El candidato de izquierda a la Presidencia de Perú Roberto Sánchez, que se enfrenta este domingo en la segunda vuelta de las elecciones a la derechista Keiko Fujimori, reafirmó su intención de indultar al encarcelado expresidente Pedro Castillo (2021-2022), cuyo sombrero se ha puesto en este proceso electoral.
Sánchez insistió en una conferencia con los integrantes de la Asociación de Prensa Extranjera en el Perú (APEP) que Castillo, condenado a 11 años y 5 meses de cárcel por el fallido intento de golpe de Estado, fue víctima de un supuesto complot para sacarlo del poder por parte de la oposición que encabezaba el fujimorismo, a cuya líder ganó en las elecciones de 2021.
Para ello hizo referencia a unas declaraciones recientes del Miguel Ángel Torres, candidato a vicepresidente de Fujimori, quien señaló en una entrevista en el canal Willax que fue «una gesta» para sacar a Castillo en la que participó el Congreso, la Fiscalía y los medios de comunicación.
«Torres ha dicho que resolvieron echarlo por las malas. No respetaron.

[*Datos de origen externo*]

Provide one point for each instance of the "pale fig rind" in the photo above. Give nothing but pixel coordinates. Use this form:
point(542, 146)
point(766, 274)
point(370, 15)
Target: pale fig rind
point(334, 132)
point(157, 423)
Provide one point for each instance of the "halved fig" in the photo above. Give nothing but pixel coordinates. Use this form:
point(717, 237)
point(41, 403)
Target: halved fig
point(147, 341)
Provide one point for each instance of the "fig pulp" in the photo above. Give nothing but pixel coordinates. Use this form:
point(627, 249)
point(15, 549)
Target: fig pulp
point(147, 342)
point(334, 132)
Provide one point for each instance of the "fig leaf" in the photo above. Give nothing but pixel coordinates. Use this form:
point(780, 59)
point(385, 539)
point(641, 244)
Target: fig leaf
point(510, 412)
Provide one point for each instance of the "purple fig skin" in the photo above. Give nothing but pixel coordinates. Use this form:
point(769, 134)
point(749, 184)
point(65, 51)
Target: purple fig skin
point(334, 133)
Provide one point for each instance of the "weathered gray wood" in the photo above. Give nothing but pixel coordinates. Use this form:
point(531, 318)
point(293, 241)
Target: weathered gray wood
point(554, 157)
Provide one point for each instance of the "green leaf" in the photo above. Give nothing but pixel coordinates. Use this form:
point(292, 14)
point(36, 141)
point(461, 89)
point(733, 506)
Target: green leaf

Han dicho con claridad que había que sacarlo como fuera», manifestó el candidato.

El líder del partido Juntos por el Perú (JP) consideró que estas declaraciones prueban la posición de los seguidores de Castillo, quienes consideran que el expresidente fue víctima de un golpe de Estado desde el Congreso, pues desde el primer día de su gobierno ejerció una feroz oposición.
La salida de Pedro Castillo
Castillo dio un mensaje a la nación el 7 de diciembre de 2022 donde ordenaba cerrar el Parlamento e intervenir la Judicatura para gobernar temporalmente por decretos y establecer una Asamblea Constituyente, ante la posibilidad de una inminente tercera moción para destituirlo, luego de salir indicios de corrupción que lo salpicaban directamente a él.
Sin embargo, ni la Policía y las Fuerzas Armadas siguieron sus instrucciones y, por el contrario, lo detuvieron cuando se dirigía a la Embajada de México, donde su familia recibió asilo, mientras que seguidamente fue destituido por el Congreso sin tener los votos suficientes para hacerlo en ese momento y sin posibilidad de defensa como contempla el proceso.
«La vacancia no fue reglamentaria y su detención fue ilegal. Todavía estaba en ejercicio de sus funciones y no había mandato judicial, menos aún para encañonar a sus hijos, y dar todo ese espectáculo», señaló Sánchez, que fue ministro de Comercio Exterior y Turismo durante todo el gobierno de Castillo y que dimitió en ese momento al diferir de la decisión del presidente.
«En el marco del debido proceso y prerrogativas de un presidente en ejercicio, otorgaremos su libertad en el marco de la ley y de los hechos políticos», concluyó.
Sánchez se muestra confiado frente al Congreso
Por otro lado, Sánchez aseguró tener los suficientes respaldos para ganar los comicios y no ser destituido como los anteriores mandatarios que vencieron a Fujimori, pero anticipó que forzará nuevas elecciones si su rival sigue obstruyendo desde el Parlamento a gobiernos que no se alinean a ella.
A raíz de la inestabilidad política en la que está inmerso Perú desde hace diez años, periodo en el que ha tenido ocho presidentes en una sucesión de destituciones promovidas desde el Congreso, Sánchez confió en tener el colchón suficiente con los acuerdos alcanzados con los partidos Ahora Nación (centroizquierda) y Obras.
«Esa coalición política nos hace superar ese riesgo y, por lo tanto, tenemos que fortalecer ese programa de gobierno (consensuado con los otros partidos) y ganar con mucha persuasión a las otras fuerzas políticas para gobernar con mucha estabilidad», señaló el líder del partido izquierdista Juntos por el Perú (JP).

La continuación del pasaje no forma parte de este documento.